連載 東アジアを歩く

第五回 山口

 

 文明18年(1486)の6月、東福寺の住持もつとめた高僧である了庵桂悟が山口を訪れた。二人はこのときが初対面であったようだが、終生の友となった。この年了庵は62歳。雪舟は67歳であった。雪舟は自分の住まいに「天開図画楼」と名付けていたが、了庵に頼みこの名前にちなむ一文を書いてもらった。それが「天開図画楼記」という文章となって残った。中国から帰国した後に、一時大分に居たときの住まいも「天開図画楼」で、このときは呆夫良心という友人に文章を頼み、そちらも「天開図画楼記」と題されていた。

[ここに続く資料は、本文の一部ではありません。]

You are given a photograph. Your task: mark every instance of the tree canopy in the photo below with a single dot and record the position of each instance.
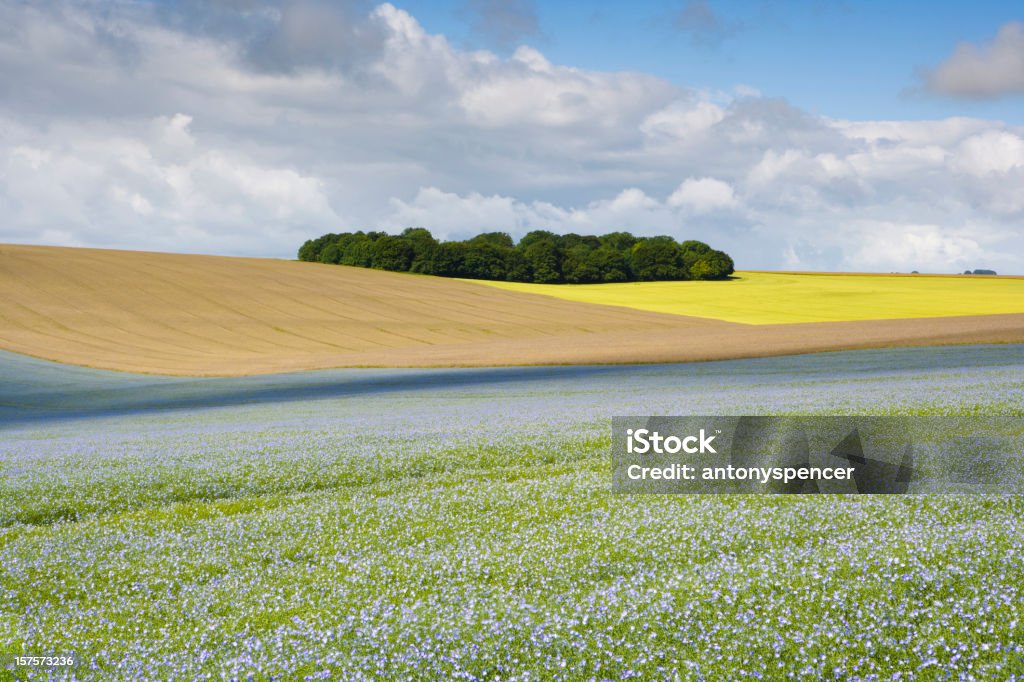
(540, 256)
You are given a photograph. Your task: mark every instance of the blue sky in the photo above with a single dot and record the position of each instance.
(795, 135)
(844, 59)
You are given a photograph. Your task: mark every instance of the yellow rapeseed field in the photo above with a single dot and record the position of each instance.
(773, 298)
(208, 315)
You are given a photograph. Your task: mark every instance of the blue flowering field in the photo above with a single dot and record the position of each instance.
(365, 524)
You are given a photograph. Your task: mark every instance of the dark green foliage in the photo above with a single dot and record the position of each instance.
(541, 256)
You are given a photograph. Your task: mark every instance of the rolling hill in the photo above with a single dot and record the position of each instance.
(211, 315)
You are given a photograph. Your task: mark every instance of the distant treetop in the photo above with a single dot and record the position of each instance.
(540, 256)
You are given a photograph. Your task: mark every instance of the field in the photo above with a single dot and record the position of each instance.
(205, 315)
(777, 298)
(457, 523)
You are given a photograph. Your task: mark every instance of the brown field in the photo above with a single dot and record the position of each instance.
(209, 315)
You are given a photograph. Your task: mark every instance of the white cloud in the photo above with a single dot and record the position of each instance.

「天開図画」とは、「天の描き出す絵画」つまり美しい自然を意味する。
 了庵のこの「天開図画楼記」は、雪舟の住まいについて「土地は小さいが、高台の清々しい場所にあり、当主の大内政弘もしばしばここを訪ねた」と記している。この「天開図画楼」が、現在の雲谷庵の位置(山口市天花)にあったものかどうかは定かでないが、いま雲谷庵がある場所も高台であることに違いはない。庵の裏には清水が湧き出ており、清々しい場所であることも確かだ。

 「四季山水図巻」(毛利博物館蔵)と「三十三観音図」(原本逸失)というふたつの記念碑的な作品を制作したこの1486年以降の山口における雪舟の生活は、その生涯の中でも最も安定した時期であったようだ。画家としての知名度も高まり、弟子も増えた。延徳2年(1490)には、弟子の一人秋月に自画像を描き与えているが、そこに見られる雪舟の表情にはまったく翳りが感じられない。この安定を支えていたのが、当主大内政弘との良好な関係であっただろうことも容易に想像できる。
 その政弘が知命(五十歳)にて没したのが明応4年(1495)。これは雪舟にとって少なからぬ打撃であったのではないか。家督を継いだ義興はまだ19歳の若さであり、さほど頼みとはならなかったであろう。
 この年の3月に、雪舟は弟子の宗淵に「山水図」(東京国立博物館蔵)を描き与え、絵の上に長文の序を記した政弘が没したのはこの年の9月であったが、前年の秋には病状の悪化によってすでに義興に家督を譲っている。「山水図」を描き序文を記したときの雪舟の心中は、果たしてどのようなものであったのか。政弘の死を予感し、不安を抱いていたのだろうか。あるいは未だそのような不安はまったく生じていなかったのだろうか。
 いずれにせよ、政弘の没後、雪舟の生活の安定も揺らぎはじめるように思われる。

 明応9年(1500)11月には、「山水図」を描き与えた宗淵から届いた手紙に対して返書を送った。それが、現存する唯一の雪舟直筆の手紙「宗淵宛書状」(梅澤記念館蔵)である。弟子の暮らしぶりに気を遣い、また機会があれば山口に会いにきて欲しいと訴えるこの手紙の末尾近くにある「末世濁乱の世に存命候て無念至極に候」という言葉は、いかにも悲痛だ。それは最晩年の不遇を象徴しているかのようである。雪舟はこの年満八十歳を迎えた。